Consider the real value function $f(x) = 2x^2 - 2x - 6 = (x-1)^2 + x^2 - 5$. $f(x)$ is symmetric around $x = 1/2$.
However, if we consider a complex function with real coefficients, $f(z) = (z-1)^2 + z^2$, we cannot say that this is symmetric about the line $Re(z) = 1/2$. In this case, the zeros $(1/2 \pm i/2)$ are on the line $z = 1/2$ and symmetric about the real axis.
Consider another complex function formed out of four complex roots $1/2 \pm i, 1/2\pm 2i$. I am choosing it like this to make $f(1-z) = f(z)$. Here $f(z) = (z-1/2)^4 + 5(z-1/2)^2 + 4$. The zeros are symmetric about the real axis and on the line $z = 1/2$.
I claim that all complex functions with real coefficients and with only complex roots that exhibit $f(1-z) = f(z)$ have zeros on the line $z = 1/2$. Functions like $\sin (2\pi z)$ satisfy $f(1-z) = f(z)$ but have real zeros.

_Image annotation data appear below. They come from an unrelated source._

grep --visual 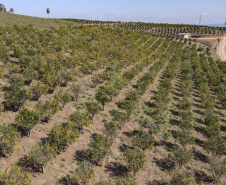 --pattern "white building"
[177,33,191,39]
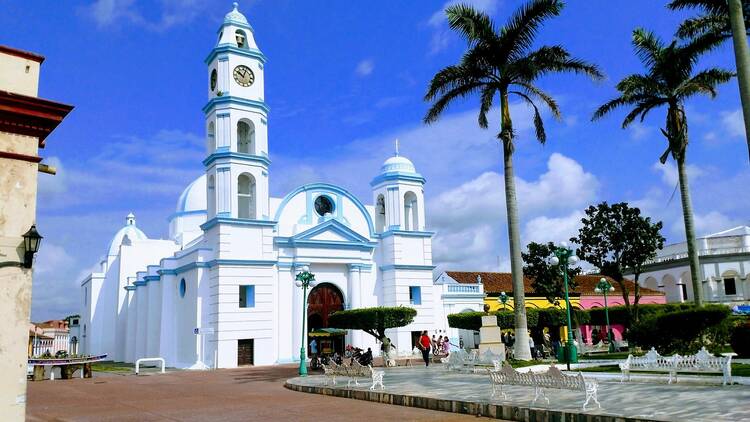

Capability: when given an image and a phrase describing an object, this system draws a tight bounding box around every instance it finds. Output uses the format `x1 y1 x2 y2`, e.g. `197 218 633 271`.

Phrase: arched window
207 122 216 154
180 278 187 297
404 192 419 230
234 29 247 48
375 195 385 233
237 173 255 220
237 120 255 155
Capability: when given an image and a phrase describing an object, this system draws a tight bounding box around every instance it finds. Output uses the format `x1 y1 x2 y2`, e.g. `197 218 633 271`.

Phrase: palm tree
667 0 750 163
592 29 734 305
424 0 602 360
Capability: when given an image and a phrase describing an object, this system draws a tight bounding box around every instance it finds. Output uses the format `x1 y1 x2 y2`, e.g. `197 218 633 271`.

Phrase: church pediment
276 219 376 249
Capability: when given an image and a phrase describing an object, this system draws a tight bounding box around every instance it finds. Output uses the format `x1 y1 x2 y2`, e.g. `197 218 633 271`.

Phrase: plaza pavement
288 365 750 422
26 365 484 422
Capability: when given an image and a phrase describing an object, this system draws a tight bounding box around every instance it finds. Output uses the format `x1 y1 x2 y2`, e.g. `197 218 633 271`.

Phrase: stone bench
620 347 732 385
487 361 602 410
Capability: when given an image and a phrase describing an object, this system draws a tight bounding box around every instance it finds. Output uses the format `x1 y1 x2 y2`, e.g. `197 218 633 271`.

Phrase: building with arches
628 226 750 306
80 4 452 368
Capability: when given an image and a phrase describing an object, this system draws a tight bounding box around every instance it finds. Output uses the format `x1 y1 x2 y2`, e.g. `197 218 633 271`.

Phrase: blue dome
380 155 417 174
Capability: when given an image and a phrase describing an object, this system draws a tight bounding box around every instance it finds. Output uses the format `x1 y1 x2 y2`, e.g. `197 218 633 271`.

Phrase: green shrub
628 305 731 355
730 322 750 358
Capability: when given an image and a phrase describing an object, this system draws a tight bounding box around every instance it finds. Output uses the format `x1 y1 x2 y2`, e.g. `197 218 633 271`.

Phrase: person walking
418 330 432 366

Question: Can someone show a counter example to my claim?
Thanks
Consider the function
$$f(z) = \left( z - \frac{1}{2} \right)^4 + 1.$$
The equation $f(z) = 0$ is equivalent to $\left( z - \frac{1}{2} \right)^4 = -1$, so the solutions are the four vertices of a tilted square centered at $\frac{1}{2}$, namely
$$\begin{align*} & \frac{1}{2} + \frac{\phantom{-}1+i}{\sqrt{2}}, \qquad \frac{1}{2} + \frac{-1+i}{\sqrt{2}}, \\[1ex] & \frac{1}{2} + \frac{-1-i}{\sqrt{2}}, \qquad \frac{1}{2} + \frac{\phantom{-}1-i}{\sqrt{2}}. \end{align*}$$
So $f$ has no real roots and $f(z) = f(1-z)$.
Also note that each polynomial $f(z)$ with real coefficients such that $f(z) = f(1-z)$ will have roots both symmetric with respect to the line $\Im z = 0$ (because of the real coeffiecients $f(z) = 0 \iff f(\overline{z}) = 0$) and symmetric with respect to the point $z = \frac{1}{2}$, which makes for a symmetry with repsect to the line $\Re z = \frac{1}{2}$.